Le fonds documentaire, rapatrié en mai 2018 en Algérie, appartenait à la sociologue algérienne et grande figure du féminisme algérien Djemaâ Djoghlal, décédée en novembre 2016 à Paris, dont une partie lui a été léguée de son vivant par l’auteur de nombreux écrits sur l’Aurès et sur la culture berbère Ammar Nagadi, mort le 1er décembre 2008.

Pour rappel, Ammar Nagadi, symbole incontournable du militantisme culturel dans la région des Aurès, avait fait un don de 3500 livres de sa bibliothèque personnelle à la sociologue.

Emballé dans 137 cartons, le fonds englobe plus de 7000 livres, des plans, des affiches et des cartes postales anciennes.

Aux côtés de livres de grands auteurs, tant Français qu’Algériens, ayant traité le sujet de la colonisation, dont Pierre Vidal-Naquet, Charles Robert Ageron et Mohammed Harbi, des correspondances militaires inédites et des archives datant du début de la période coloniale française et d’autres se rapportant à la guerre de libération, ce fonds constituait la bibliothèque personnelle de la sociologue qui était en libre accès à plusieurs chercheurs, doctorants et étudiants algériens et étrangers.

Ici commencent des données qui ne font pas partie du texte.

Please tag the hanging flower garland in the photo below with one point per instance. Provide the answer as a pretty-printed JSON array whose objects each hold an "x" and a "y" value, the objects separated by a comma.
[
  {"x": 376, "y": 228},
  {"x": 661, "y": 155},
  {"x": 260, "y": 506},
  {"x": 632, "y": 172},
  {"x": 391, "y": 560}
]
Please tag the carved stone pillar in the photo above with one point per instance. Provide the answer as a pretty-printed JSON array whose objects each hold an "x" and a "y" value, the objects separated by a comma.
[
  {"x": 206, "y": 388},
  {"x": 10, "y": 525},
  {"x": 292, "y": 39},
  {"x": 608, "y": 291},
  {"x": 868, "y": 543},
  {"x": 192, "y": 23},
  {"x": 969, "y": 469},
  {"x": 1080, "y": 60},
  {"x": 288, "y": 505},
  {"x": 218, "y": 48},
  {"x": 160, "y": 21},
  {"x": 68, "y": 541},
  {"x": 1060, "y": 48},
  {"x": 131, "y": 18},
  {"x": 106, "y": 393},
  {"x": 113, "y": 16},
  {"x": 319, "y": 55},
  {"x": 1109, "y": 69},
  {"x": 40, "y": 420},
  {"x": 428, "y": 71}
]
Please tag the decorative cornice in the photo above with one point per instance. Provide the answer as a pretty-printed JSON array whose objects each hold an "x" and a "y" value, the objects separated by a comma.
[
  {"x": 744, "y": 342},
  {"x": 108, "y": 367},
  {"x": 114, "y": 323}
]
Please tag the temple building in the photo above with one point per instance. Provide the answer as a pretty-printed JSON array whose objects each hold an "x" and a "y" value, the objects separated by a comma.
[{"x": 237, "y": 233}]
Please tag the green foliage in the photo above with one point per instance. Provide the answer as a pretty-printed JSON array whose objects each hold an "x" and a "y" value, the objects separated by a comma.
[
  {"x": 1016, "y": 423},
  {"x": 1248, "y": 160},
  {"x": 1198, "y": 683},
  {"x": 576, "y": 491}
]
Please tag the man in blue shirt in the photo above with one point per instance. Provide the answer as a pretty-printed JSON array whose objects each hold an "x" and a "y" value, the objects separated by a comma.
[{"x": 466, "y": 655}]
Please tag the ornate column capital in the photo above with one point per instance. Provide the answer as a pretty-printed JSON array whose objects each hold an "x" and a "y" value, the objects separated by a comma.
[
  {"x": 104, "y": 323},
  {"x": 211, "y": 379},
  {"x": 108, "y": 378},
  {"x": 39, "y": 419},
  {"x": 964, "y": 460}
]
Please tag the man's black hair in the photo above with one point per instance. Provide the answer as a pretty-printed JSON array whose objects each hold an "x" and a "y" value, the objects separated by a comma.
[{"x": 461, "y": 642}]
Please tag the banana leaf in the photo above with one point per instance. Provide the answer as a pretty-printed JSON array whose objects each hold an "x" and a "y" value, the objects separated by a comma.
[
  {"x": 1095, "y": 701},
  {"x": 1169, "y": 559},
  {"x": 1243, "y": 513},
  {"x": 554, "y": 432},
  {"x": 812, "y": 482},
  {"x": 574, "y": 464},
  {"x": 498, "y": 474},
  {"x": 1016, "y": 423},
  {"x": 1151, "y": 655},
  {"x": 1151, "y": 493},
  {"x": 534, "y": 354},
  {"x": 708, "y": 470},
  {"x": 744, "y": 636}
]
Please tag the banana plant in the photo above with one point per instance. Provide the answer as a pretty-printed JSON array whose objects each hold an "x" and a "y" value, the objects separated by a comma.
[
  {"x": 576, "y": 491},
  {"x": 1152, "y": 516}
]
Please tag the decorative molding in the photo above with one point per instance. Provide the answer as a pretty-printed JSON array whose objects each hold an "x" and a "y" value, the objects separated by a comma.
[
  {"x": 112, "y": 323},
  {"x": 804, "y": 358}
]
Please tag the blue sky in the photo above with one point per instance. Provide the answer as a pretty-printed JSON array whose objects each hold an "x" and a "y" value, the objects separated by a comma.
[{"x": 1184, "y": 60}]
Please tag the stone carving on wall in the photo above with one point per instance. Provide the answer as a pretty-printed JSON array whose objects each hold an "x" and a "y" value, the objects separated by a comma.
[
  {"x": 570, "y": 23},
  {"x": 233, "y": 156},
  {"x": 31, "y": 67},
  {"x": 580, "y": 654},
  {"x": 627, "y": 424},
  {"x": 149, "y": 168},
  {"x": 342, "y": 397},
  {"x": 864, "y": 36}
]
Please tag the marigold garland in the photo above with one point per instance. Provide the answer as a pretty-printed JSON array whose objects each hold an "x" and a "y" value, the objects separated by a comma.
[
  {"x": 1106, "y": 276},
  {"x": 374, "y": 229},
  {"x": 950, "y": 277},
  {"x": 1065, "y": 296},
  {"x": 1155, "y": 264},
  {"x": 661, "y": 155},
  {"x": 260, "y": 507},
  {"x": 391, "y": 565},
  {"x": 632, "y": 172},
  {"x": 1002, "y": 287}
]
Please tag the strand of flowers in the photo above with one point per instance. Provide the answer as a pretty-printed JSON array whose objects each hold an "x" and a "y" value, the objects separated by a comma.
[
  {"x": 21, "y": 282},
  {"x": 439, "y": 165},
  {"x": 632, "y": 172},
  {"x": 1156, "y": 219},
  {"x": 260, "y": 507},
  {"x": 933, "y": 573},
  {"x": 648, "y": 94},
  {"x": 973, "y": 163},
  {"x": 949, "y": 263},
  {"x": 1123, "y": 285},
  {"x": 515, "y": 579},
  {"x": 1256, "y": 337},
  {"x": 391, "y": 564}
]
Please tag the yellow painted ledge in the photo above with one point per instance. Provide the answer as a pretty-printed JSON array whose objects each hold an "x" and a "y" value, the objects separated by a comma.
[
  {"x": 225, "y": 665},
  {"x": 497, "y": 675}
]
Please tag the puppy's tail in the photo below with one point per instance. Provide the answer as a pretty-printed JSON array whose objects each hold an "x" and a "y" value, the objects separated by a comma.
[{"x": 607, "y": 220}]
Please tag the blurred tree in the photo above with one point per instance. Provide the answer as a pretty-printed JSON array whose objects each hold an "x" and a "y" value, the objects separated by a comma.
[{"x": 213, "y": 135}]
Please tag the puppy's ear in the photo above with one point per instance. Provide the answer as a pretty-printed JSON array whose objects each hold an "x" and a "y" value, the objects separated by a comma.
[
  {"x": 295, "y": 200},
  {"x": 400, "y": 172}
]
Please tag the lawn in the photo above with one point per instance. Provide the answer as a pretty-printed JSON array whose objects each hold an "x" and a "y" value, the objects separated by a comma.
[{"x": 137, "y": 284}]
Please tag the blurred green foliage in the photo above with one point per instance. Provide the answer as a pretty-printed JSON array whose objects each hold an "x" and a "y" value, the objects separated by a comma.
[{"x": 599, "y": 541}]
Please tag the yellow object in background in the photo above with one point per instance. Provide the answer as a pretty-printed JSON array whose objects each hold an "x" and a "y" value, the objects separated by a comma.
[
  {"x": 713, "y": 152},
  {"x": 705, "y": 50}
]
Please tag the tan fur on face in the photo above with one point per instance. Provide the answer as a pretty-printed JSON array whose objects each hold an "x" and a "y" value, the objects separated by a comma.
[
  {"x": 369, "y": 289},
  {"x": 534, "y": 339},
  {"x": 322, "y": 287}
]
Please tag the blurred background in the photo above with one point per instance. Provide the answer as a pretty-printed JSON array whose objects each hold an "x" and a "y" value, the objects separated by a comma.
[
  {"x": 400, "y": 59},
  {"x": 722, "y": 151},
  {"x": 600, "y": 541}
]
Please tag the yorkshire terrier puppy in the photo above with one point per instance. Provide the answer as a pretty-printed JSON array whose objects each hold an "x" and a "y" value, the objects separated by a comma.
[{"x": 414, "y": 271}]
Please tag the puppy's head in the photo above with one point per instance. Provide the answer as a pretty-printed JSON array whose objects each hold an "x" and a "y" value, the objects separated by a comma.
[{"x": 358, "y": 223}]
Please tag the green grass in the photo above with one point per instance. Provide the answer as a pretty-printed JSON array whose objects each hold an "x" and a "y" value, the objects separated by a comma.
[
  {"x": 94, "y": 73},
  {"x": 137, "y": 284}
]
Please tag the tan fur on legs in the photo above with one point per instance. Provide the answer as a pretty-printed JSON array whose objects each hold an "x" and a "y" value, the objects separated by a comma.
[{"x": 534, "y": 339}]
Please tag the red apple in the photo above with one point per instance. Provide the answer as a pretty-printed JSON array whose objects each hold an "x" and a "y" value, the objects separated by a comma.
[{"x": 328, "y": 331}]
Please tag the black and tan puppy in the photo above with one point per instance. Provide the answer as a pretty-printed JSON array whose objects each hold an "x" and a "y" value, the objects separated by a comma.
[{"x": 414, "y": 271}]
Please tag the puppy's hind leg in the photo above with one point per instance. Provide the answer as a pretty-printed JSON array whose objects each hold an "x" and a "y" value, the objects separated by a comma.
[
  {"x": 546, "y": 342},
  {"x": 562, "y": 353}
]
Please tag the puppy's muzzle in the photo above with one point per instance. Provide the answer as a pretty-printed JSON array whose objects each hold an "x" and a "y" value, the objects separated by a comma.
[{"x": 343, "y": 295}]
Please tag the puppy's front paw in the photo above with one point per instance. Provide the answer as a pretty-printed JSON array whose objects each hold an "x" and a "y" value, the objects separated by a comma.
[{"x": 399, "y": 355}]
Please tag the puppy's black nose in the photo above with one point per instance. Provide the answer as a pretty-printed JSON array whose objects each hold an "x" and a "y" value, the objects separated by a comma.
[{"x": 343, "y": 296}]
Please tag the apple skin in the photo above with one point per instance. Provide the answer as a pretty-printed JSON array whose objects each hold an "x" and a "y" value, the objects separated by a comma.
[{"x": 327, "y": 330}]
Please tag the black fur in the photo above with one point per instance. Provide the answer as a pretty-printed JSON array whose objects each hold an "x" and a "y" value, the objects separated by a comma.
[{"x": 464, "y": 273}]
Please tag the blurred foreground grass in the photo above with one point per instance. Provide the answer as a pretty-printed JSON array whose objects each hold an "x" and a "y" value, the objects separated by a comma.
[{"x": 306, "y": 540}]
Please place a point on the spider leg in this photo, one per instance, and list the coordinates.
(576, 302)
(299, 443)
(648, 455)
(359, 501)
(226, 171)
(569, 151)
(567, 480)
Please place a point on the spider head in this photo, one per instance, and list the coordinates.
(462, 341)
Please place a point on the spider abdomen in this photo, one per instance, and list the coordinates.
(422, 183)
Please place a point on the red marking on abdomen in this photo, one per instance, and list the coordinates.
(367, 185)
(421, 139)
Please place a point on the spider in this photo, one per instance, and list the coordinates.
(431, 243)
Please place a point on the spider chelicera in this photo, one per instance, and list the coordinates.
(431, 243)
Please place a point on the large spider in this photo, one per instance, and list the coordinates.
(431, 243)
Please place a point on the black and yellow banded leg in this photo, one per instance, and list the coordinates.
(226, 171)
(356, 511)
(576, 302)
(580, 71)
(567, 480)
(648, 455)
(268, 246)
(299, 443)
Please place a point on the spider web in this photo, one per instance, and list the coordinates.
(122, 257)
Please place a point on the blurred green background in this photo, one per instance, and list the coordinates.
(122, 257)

En plus des livres, le fonds renferme également 5.000 cartes postales, une cinquantaine de vieux plans sur les villes d’Algérie et d’anciens manuscrits et livres rares.

Le bénéficiaires de ce fonds sont les universités de Batna et de Khenchela et le Centre des archives nationales, ont précisé les mandataires légaux qui souhaitent que les vœux des donateurs soit « respecté » par les institutions concernées en mettant le fonds à la disposition des chercheurs, universitaires, étudiants et public intéressé par la mémoire collective.

Dans un entretien accordé à l’APS en novembre 2013, Djemâa Djoghlal avait déjà annoncé son intention de faire don de son fonds documentaire sur l’histoire et la culture algérienne.

« Sans fausse modestie, je n’ai pas un grand mérite même si ce fonds représente 25 ans de sacrifices en tous genres », avait confié cette native de Khenchela et cousine du chahid Abbas Laghrour, qui a quitté l’Algérie à l’âge de 5 ans pour rejoindre son père en France où il était militant très actif au sein du Front de libération nationale (FLN), soulignant que c’est l’histoire familiale qui l’a mise dans le « chaudron mémoriel ».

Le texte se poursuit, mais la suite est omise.